GWYNETH GAG: In a magazine interview actress Gwyneth Paltrow kind of claimed she invented yoga. That’s like ZZ Top claiming they invented beards. Gwyneth often says weird stuff. Like when she recommended bee stings as a beauty treatment. It’s just a matter of time until she recommends rhinoceros saliva as a shampoo.

SHIPS HAPPEN: In the UK, the shipbuilding company that made the Titanic has gone into bankruptcy. That’s sad. The company could have had a bright future. Global warming is getting rid of all the icebergs.

I SCREAM FOR ICE CREAM: The Oscar Mayer company is now selling ice cream with bits of real hot dog. It’s just a matter of time until Dairy Queen has Dilly Bars with bacon-flavored dilly.

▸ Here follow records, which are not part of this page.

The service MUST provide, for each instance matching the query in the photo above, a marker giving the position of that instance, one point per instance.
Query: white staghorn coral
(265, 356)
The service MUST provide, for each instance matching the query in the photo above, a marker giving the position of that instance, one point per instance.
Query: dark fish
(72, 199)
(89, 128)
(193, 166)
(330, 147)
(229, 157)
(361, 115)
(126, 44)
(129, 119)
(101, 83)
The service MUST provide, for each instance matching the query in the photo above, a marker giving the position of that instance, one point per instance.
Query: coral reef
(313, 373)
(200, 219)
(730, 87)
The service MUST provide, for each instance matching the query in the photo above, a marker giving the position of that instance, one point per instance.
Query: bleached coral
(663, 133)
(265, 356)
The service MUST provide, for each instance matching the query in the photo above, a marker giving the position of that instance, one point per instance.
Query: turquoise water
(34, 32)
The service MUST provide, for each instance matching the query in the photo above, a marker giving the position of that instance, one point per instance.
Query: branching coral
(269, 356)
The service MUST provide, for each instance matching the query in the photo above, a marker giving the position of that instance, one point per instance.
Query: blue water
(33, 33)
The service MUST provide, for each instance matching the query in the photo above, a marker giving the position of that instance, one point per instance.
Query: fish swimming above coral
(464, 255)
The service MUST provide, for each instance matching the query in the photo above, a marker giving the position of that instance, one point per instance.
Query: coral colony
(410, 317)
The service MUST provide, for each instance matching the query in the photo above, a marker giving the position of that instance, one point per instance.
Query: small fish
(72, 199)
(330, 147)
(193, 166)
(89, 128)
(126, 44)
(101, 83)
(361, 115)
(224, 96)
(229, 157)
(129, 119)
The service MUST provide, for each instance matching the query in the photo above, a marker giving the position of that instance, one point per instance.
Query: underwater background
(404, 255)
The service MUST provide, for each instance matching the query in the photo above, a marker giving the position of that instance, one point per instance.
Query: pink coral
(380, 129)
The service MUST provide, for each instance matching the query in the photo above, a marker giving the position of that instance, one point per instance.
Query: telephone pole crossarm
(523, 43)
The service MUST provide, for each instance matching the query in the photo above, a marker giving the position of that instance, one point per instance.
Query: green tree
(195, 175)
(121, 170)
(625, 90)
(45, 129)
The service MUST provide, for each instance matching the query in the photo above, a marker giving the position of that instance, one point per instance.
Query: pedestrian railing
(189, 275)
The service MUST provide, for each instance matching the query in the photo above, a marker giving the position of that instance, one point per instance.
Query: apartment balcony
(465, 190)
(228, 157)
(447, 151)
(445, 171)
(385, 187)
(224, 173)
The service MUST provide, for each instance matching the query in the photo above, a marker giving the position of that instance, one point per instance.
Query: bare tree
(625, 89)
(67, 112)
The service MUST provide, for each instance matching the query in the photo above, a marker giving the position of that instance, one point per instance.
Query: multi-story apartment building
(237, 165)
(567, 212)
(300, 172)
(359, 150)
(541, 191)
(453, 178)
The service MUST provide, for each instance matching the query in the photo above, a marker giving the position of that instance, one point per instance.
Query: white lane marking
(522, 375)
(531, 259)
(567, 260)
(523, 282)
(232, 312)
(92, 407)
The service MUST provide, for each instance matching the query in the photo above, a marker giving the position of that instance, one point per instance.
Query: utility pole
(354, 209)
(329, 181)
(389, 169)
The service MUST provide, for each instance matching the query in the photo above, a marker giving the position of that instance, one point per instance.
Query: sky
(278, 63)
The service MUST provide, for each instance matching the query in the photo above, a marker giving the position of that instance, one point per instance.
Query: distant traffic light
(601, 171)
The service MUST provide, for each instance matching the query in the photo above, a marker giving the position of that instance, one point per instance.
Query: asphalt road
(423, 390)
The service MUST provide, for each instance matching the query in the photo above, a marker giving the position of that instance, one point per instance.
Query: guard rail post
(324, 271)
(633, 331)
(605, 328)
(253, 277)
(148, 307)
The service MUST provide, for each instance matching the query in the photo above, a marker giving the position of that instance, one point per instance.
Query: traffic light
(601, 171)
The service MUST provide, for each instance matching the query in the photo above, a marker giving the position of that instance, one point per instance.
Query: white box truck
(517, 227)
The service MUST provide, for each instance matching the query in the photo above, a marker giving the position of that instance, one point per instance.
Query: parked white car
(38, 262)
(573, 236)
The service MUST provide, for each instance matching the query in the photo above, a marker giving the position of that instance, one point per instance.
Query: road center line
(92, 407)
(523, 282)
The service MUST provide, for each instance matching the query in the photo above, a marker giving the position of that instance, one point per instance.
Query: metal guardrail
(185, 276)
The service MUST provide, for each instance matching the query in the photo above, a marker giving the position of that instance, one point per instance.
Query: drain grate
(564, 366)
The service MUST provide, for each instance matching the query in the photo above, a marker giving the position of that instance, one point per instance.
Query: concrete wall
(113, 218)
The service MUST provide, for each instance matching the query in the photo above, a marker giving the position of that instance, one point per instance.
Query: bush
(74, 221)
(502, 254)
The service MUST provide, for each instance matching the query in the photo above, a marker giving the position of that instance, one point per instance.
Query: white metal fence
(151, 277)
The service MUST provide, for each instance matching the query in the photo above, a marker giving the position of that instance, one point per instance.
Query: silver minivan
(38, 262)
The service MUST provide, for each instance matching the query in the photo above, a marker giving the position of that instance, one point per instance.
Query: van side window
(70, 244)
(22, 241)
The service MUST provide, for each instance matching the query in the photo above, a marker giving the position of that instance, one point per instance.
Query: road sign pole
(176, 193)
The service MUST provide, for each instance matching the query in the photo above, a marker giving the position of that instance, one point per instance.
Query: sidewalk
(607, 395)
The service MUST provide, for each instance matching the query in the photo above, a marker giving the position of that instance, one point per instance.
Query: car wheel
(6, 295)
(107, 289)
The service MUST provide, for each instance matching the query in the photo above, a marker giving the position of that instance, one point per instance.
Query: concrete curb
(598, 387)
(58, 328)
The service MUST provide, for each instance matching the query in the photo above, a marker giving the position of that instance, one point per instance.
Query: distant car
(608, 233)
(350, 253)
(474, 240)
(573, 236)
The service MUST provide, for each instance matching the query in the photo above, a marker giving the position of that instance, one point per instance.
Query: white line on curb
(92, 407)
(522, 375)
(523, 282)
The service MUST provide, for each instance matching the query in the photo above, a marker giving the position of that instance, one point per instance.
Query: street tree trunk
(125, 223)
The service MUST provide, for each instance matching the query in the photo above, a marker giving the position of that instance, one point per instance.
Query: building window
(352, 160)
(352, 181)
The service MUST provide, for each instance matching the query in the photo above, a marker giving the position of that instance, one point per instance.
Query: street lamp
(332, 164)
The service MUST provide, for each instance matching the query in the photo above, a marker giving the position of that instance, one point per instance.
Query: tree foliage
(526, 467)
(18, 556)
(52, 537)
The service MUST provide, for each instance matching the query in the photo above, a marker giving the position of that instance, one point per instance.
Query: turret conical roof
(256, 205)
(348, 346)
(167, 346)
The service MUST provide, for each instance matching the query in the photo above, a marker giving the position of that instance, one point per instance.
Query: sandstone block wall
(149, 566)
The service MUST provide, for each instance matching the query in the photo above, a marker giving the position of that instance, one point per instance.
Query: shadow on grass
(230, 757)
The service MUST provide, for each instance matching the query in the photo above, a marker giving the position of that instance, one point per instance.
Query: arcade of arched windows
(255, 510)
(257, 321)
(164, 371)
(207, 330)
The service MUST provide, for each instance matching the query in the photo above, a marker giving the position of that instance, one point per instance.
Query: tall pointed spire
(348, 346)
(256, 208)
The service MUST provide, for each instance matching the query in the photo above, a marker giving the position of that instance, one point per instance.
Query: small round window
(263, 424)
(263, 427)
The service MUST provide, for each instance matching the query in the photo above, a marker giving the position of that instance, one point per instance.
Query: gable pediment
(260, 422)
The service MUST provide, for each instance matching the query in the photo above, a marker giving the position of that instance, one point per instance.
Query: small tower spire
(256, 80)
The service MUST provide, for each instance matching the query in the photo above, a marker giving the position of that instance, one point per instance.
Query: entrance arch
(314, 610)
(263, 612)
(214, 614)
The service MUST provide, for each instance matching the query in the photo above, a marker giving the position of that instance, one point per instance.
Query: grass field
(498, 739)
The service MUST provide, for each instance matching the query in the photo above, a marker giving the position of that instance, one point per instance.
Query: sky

ZOOS NOOZ: Last week was Zookeeper Week. Kids who grow up watching a lot of movies are surprised when they visit a zoo for the first time and discover the animals don’t talk.

ASTEROID DISASTEROID: NASA announced it will start working on a way to prevent a rogue asteroid from destroying our planet. Here’s a scary thought: If the Earth is flat, an asteroid could hit the Earth and cause it to tilt. We will all slide off the edge.

FLINTSTONE FACT: A TV network announced an updated version of “The Flintstones” will be on television next year. I remember Fred Flintstone. He powered his car with his bare feet. He had all season radial bunions.  And the reason he had a foot-powered car? Back then dinosaurs were not extinct yet -- so there were no fossil fuels.

HOUSEPLANT HA HA: A new study shows houseplants can help create a calm atmosphere in your home. OK, maybe they do. But here’s my question: Is it cruel to eat salad in front of houseplants? 

DANCE DETAIL: The International Olympic Committee announced it is considering breakdancing for the 2024 Games. Events for the 2020 games have been finalized. I’m kind of surprised next year’s Olympics will not include Competitive Texting.

TECH TSK TSK: On CBC a psychologist said young children have brains that are wired to figure out complex technology.  I guess that’s why the average 4-year old can operate an iPhone but he can’t tie his shoes.

JOKE POKE: Friday was World Tell a Joke Day. We live in politically correct times. There are many things we can’t joke about. I’ve lost track. By now it may be politically incorrect to talk about how there are things that are politically incorrect.

STRESS MESS: In an online survey, 70 percent of Canadian employees said their job is stressful. My job is very stressful. And very scary. The scariest part of writing this column is knowing literally anybody can operate a newspaper. There are people reading this who didn’t take a reality class, or a test, or anything.